The errands pile up and get dealt with: buying clothes, taking my violin to the shop to get a new bridge (the old one being completely warped by a year of Alabamian humidity), ordering a new credit card (they didn't automatically replace my old one because I spent too little money on it, can you believe!), going through a stack of mail, finally getting my super-long jeans taken up. Punctuated by some very nice eating and friend-seeing - St John Bread and Wine, Kulu Kulu sushi - and a long and interesting conversation about the nature of religion with a visiting fellow-blogger in Bar Italia to the background of the Inter-Rangers game. The conversation originated from, of all things, talking about the Internet: the parallel being the interconnectedness of everything made apparent by the linking world of the web, and that this is, of course, what religion is all about as well, at least if you are into mystical Kabbalah. So apparently I can forget about all the God stuff and still be 'religious', or something, because God is just a metaphor for the world/order/chaos/fate. Hooray! I'm back to church on Sunday, then.

But to be less flippant, I absolutely agree that for me, the essence of religious teachings from almost every religion is metaphorical not literal, and about the understanding, ordering and connecting together of the world around us - the linking of cause and effect in a way that is analogous to chaos theory, the understanding of the relativity yet importance of moral actions, teaching humanity, kindness, humility as opposed to the fallacy of 'absolute' knowledge or 'truth' and so forth. And, as I wrote the other day, I enjoy the ritual of church (or synagogue, or mosque) and glimpse of the ephemeral and 'other' that such a moment of silence and concentration allows me.

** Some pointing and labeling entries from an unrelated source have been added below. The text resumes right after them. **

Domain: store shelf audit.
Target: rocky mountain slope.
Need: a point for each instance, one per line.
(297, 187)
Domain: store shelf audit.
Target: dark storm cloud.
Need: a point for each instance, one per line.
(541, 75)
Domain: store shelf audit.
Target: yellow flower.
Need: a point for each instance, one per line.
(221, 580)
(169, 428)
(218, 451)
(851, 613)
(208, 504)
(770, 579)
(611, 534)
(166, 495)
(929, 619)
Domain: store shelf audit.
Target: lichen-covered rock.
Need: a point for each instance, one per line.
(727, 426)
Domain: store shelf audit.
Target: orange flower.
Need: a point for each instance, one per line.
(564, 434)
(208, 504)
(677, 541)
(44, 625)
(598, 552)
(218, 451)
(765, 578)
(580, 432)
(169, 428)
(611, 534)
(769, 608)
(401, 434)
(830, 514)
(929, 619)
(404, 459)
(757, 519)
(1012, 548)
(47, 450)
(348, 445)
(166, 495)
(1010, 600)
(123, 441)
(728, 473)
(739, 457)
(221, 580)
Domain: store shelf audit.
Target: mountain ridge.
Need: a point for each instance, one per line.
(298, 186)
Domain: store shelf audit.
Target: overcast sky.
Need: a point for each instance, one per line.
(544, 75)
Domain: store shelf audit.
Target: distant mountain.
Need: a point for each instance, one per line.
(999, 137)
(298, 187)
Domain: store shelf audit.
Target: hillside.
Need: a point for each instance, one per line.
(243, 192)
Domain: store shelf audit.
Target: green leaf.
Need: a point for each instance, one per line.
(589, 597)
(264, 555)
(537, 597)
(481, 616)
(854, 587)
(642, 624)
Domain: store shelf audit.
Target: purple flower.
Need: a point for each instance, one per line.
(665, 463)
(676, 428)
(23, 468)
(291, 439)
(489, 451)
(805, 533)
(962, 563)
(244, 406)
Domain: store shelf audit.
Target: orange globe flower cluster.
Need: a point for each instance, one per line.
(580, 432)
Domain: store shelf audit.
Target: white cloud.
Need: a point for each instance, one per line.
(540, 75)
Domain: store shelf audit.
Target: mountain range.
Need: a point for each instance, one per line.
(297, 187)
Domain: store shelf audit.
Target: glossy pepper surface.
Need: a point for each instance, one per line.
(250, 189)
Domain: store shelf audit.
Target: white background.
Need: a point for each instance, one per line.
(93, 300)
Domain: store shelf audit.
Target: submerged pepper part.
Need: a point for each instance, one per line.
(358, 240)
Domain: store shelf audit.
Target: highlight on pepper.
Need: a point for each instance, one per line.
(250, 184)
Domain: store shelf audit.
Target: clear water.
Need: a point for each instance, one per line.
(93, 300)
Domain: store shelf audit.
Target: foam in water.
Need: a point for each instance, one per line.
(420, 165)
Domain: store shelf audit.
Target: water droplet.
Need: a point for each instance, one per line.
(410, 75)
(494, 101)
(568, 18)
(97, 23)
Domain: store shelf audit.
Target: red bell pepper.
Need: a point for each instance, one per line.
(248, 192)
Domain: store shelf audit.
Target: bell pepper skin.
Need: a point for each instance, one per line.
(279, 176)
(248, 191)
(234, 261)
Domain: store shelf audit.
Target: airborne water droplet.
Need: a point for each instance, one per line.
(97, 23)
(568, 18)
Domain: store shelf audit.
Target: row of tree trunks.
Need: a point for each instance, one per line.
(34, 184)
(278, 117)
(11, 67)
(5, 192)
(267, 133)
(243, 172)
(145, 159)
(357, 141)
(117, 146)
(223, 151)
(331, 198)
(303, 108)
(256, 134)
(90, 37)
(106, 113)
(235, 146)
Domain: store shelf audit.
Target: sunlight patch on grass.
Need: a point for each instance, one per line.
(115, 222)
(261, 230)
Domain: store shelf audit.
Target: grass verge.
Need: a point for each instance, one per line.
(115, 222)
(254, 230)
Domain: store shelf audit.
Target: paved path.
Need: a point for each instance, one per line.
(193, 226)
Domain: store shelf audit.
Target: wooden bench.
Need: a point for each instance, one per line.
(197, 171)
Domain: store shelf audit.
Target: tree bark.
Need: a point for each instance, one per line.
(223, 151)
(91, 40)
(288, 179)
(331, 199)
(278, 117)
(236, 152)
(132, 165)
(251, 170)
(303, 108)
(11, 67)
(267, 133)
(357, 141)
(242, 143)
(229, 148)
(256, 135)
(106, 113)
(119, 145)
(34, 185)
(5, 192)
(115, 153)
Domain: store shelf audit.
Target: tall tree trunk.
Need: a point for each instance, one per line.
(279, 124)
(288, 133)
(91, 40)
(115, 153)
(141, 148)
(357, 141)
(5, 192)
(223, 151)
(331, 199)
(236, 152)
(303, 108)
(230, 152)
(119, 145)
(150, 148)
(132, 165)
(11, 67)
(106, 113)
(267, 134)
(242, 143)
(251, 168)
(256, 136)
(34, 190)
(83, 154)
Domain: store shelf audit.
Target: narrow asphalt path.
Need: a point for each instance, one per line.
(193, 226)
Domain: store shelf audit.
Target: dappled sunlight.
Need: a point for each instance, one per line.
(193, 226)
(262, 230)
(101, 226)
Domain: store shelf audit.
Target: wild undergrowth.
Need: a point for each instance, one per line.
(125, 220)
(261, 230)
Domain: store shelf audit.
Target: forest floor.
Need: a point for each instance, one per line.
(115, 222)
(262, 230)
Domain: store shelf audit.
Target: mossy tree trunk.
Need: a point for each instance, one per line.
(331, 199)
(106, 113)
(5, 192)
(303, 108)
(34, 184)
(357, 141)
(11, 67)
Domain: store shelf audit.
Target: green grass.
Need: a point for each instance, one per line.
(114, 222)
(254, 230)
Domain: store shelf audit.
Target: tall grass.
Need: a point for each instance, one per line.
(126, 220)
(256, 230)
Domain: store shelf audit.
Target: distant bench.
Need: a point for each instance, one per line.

But still I struggle with the 'God stuff' in its historical and contemporary manifestations. While for me personally that's fine, but in terms of my understanding of 'religions' in the world at large - conflicts over dogma, let alone wars and crusades - I can't understand why, if this metaphorical conception of 'God' and the religious texts is so damn obvious to the two of us sitting in a cafe in Soho, the mainstream religious leaders, who must be infinitely better read, knowledgable and wise than us, can't also broadcast this message to their warring flocks.